Good project gone bad
Since writing my letter about the planned development for the Lloyd property in Carrboro, I have heard from many people. What I learned surprised me, as I had only pieces of the process.
I found that what was originally planned was a shopping center that would capture not only Carrboro dollars, but those from people from the west and those commuting to and from Burlington. The stores would face Highway 54 and leave buffers between the shopping center and the neighborhood. It was appropriate because of the commercial Carrboro Plaza across the street.
But when the plan went through the town process, it was torn to pieces and the purpose was subverted in the name of “mixed use.” The developer cooperated with the citizen advisory boards, each with a different idea until it became a “neighborhood” shopping center even though the area is one of the lowest density in town. Out of the blue, the boards required housing for the project.
The neighbors, who understood and approved the original design were astounded and dismayed at the addition of housing and turning the center from Highway 54 to face the neighborhood. Even more dismayed was the developer, who is not a residential developer and by this time had invested significant funds in the project. But he tried his best to comply and found a residential developer for that piece.
So what started out as a race horse, was transformed into animal with the neck of a giraffe, the trunk of an elephant and legs of a dachshund. And that nobody wanted.
How to remedy this debacle at this late date is problematic. I hope it can be solved for the Lloyds, the neighborhood and the taxpayers of Carrboro.
Simmer down now
As a vegetarian for the last 20 years, all I really want to say is “simmer down folks!” I’m no frequent Bible quoter, but “Let he who is free of sin cast the first stone” seems rather appropriate.
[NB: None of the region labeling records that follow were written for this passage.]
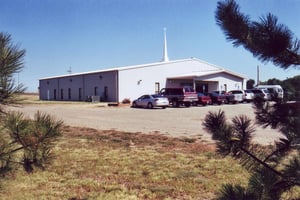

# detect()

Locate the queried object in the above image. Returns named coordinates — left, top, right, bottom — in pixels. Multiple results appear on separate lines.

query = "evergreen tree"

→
left=0, top=32, right=25, bottom=103
left=203, top=0, right=300, bottom=200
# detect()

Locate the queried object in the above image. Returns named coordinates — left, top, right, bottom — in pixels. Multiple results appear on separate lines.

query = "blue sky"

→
left=0, top=0, right=300, bottom=92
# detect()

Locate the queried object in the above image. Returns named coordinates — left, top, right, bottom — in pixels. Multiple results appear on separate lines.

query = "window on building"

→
left=94, top=86, right=99, bottom=96
left=78, top=88, right=82, bottom=101
left=155, top=82, right=160, bottom=94
left=60, top=89, right=64, bottom=100
left=224, top=84, right=227, bottom=92
left=53, top=89, right=56, bottom=100
left=103, top=86, right=108, bottom=101
left=68, top=88, right=71, bottom=100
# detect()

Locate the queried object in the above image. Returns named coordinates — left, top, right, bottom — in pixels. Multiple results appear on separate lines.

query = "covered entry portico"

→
left=166, top=71, right=246, bottom=92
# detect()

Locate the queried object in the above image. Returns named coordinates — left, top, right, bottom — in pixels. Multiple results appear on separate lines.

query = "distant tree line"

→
left=0, top=32, right=63, bottom=180
left=211, top=0, right=300, bottom=200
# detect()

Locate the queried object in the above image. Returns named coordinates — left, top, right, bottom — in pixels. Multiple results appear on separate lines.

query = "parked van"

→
left=255, top=85, right=283, bottom=100
left=160, top=87, right=198, bottom=107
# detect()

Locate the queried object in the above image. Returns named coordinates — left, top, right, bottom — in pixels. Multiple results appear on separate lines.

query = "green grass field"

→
left=0, top=127, right=248, bottom=199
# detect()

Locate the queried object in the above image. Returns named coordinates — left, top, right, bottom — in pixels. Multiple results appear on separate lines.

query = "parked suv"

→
left=160, top=87, right=198, bottom=107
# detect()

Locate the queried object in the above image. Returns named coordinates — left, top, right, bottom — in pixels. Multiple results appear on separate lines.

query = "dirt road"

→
left=6, top=103, right=280, bottom=144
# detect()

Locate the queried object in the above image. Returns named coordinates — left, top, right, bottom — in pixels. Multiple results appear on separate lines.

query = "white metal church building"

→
left=39, top=33, right=246, bottom=102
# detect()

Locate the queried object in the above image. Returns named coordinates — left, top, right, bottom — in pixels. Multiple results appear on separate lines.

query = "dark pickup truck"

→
left=160, top=87, right=198, bottom=107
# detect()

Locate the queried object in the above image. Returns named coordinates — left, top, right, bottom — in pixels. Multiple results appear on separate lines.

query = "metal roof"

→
left=39, top=58, right=246, bottom=80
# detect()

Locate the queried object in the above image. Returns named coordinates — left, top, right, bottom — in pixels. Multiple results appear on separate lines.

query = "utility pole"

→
left=256, top=65, right=260, bottom=85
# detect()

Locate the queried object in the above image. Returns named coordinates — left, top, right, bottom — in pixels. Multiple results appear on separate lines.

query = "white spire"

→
left=162, top=28, right=169, bottom=62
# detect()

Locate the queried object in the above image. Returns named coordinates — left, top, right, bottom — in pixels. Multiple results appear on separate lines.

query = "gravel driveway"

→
left=6, top=103, right=280, bottom=144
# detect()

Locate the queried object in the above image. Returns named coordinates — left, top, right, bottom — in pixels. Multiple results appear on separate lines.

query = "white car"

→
left=132, top=94, right=169, bottom=109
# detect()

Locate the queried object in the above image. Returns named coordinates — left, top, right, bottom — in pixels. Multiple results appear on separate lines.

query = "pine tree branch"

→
left=240, top=147, right=283, bottom=177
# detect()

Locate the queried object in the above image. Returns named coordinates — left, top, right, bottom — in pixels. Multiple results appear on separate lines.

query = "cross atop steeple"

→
left=162, top=28, right=169, bottom=62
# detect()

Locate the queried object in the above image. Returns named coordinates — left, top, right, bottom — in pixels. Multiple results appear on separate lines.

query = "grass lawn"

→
left=0, top=127, right=248, bottom=200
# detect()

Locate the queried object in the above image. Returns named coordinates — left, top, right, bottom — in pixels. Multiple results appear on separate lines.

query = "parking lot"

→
left=6, top=103, right=280, bottom=144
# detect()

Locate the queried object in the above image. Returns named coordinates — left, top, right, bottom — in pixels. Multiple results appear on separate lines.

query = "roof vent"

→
left=162, top=28, right=169, bottom=62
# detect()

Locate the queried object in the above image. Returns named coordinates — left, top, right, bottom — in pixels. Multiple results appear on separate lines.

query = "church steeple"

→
left=162, top=28, right=169, bottom=62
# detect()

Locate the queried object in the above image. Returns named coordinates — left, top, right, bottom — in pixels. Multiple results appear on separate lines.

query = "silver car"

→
left=132, top=94, right=169, bottom=109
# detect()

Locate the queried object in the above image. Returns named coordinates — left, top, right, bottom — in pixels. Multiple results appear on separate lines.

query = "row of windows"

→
left=53, top=86, right=108, bottom=100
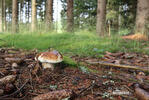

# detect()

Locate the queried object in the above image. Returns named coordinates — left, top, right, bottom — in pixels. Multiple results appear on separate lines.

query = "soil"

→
left=0, top=48, right=149, bottom=100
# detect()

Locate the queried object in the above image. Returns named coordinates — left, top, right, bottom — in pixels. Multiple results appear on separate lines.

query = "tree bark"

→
left=31, top=0, right=37, bottom=32
left=0, top=0, right=3, bottom=32
left=67, top=0, right=74, bottom=32
left=96, top=0, right=106, bottom=36
left=135, top=0, right=149, bottom=36
left=45, top=0, right=53, bottom=31
left=12, top=0, right=18, bottom=33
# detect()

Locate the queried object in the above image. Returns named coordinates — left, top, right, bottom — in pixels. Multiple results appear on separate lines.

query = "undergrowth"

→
left=0, top=31, right=149, bottom=57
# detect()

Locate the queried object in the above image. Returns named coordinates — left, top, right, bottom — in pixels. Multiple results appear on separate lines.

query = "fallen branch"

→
left=32, top=89, right=73, bottom=100
left=135, top=86, right=149, bottom=100
left=0, top=79, right=29, bottom=100
left=0, top=75, right=16, bottom=85
left=86, top=61, right=149, bottom=72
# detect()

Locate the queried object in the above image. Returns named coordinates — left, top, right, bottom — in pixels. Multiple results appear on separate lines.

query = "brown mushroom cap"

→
left=36, top=50, right=63, bottom=63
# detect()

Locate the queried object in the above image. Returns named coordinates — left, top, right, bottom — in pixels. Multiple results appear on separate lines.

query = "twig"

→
left=0, top=79, right=29, bottom=99
left=86, top=61, right=149, bottom=72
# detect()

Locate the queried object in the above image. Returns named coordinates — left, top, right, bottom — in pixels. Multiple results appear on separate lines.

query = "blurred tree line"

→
left=0, top=0, right=149, bottom=36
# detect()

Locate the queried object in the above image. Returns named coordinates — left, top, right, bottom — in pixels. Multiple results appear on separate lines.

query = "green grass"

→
left=0, top=31, right=149, bottom=57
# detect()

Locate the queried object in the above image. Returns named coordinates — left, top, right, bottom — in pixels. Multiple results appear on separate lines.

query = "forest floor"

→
left=0, top=48, right=149, bottom=100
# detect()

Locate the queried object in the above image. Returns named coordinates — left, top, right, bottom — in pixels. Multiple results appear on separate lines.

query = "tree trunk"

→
left=0, top=0, right=3, bottom=32
left=31, top=0, right=37, bottom=32
left=2, top=0, right=6, bottom=32
left=96, top=0, right=106, bottom=36
left=12, top=0, right=18, bottom=33
left=45, top=0, right=53, bottom=31
left=67, top=0, right=74, bottom=32
left=135, top=0, right=149, bottom=36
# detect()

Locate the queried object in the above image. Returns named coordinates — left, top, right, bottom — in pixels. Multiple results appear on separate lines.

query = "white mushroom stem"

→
left=42, top=62, right=54, bottom=70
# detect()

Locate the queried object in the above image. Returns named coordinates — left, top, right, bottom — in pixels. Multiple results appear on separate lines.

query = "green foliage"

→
left=0, top=31, right=149, bottom=57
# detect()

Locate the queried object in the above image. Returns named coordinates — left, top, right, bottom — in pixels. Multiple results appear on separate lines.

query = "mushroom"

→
left=35, top=50, right=63, bottom=70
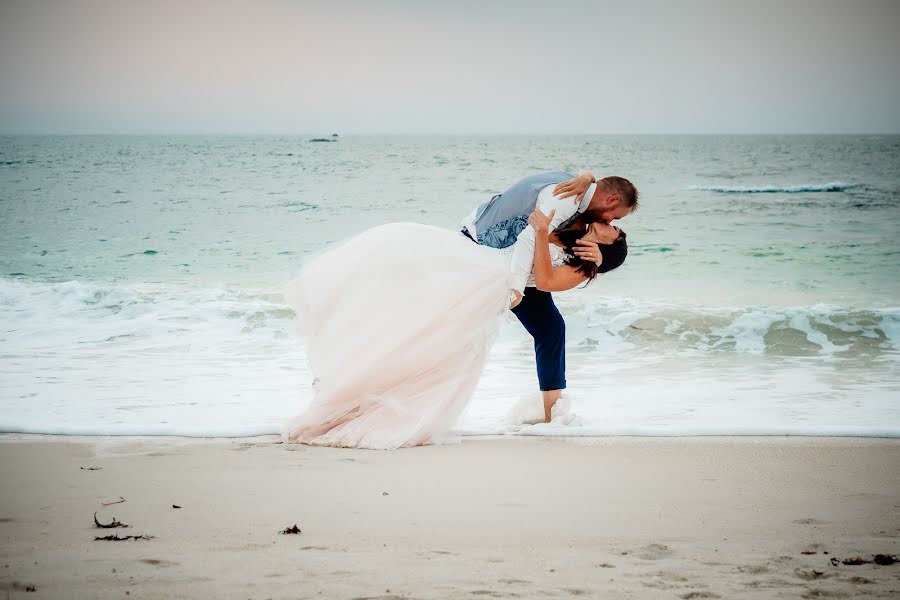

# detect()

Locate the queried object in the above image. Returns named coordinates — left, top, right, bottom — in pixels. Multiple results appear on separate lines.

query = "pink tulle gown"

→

The food chain is an incredibly complex system with way too many moving parts to start ethically judging those who are most connected to its source. Those busy condemning one side of Mr. O’Neal’s practices should look in their own pantry and evaluate the carbon footprint required to transport all that perfect organic food from California, or those perfect apples from New Zealand, or that perfect shade grown coffee from Tanzania. Take caution on your attacks when your own plate comes with plenty of costs as well, or you may find yourself eating your perfect meal all alone.
I don’t eat meat for many reasons, but I’m silly if I think that tofu I love to add to my home-grown veggies doesn’t contribute some adverse effects to the planet. Cheers to our farmers!
Will anyone ask?
Who in the flagship or in the fleet is willing to speak the truth and ask the Board of Governors why they fired Tom Ross?
Who in the community is willing to ask the BOG? Are there UNC system staff leaders who will ask the BOG?
Will anyone ask? Will anyone hold them accountable?